When architects talk about their projects, the conversation invariably turns to the challenges of the brief and how these were resolved. For Teemu Hirvilammi, building his own house was fraught with unrealistic goals. ‘You want to try new techniques, use less space and build on a lower budget,’ says the Finnish architect. ‘It’s only when you change the goal to simply one of building a good house, and nothing more, that the puzzle is solved.’
Hirvilammi’s family home sits on a narrow wedge-shaped block in Kivistönmäki, a residential quarter about 350km north of Helsinki. You get the sense that the choice of location was a practical one – his children’s school is nearby, as are the grandparents and the railway station.

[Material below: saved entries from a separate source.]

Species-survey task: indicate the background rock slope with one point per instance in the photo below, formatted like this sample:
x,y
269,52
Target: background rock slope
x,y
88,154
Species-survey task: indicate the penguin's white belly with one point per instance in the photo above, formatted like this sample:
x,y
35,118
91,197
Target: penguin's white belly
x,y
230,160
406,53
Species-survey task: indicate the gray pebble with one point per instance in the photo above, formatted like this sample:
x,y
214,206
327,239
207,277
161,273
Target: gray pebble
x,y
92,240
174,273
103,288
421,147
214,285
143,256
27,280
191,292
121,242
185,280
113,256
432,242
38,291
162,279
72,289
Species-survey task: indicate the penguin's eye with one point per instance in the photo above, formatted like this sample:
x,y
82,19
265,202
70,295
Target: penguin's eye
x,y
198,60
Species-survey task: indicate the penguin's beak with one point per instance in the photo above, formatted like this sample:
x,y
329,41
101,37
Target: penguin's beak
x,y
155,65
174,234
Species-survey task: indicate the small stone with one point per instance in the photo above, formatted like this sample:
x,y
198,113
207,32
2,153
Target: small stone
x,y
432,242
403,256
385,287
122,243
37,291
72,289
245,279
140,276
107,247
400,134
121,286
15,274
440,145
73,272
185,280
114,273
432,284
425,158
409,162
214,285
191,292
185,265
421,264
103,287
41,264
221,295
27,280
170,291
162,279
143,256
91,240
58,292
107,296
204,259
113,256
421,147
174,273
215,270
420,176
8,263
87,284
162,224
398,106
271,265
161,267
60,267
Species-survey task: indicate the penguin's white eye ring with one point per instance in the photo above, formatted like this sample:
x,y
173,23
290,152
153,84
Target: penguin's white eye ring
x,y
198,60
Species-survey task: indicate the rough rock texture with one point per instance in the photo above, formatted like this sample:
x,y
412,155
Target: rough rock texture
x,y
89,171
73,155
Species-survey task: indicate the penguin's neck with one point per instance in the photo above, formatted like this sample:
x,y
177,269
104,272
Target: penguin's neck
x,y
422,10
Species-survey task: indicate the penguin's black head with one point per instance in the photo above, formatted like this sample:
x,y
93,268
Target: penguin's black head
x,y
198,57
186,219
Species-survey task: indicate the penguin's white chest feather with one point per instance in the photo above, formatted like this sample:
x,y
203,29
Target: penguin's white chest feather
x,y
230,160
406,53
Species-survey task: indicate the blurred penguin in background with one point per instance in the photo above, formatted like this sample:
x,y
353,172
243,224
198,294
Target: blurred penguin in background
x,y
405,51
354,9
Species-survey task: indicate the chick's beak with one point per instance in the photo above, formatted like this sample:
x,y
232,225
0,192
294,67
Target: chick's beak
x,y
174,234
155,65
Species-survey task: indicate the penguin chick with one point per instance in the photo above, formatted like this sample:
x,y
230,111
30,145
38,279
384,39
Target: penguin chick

But with views of the forest, it’s also quietly bucolic, which explains the decision to flip the layout of the house. The bedrooms and the utility room are located on the ground floor, while, on the first floor, the living room, which opens to a balcony – enclosed by vertical timber screens that provide a passive sun-block – commands a soothingly calm view of greenery.
It’s no surprise that Hirvilammi describes the house as minimalist and vernacular. The flow of space is austere, helped, no doubt, by the dominance of untreated spruce for the interiors which catches the light streaming in from the large windows, and spruce, painted black, for the exterior. The cabinetry is all bespoke, while the furniture – mostly by Aalto and Nikari Oy – has been in the family for years.
A smaller single-storey building takes up the adjoining side of the triangular plot. This houses a work-room, guest room and a wood-heated sauna (this is Finland after all).
To say House H is simple is to miss the point. The design belongs very much to the locus, and there is a pleasing empathetic scale to the space. As Hirvilammi, who also runs a small studio in China, points out, ‘It’s very difficult to say what my architectural style is. My inspiration comes from the fact that I’m culturally aware and humanistic.’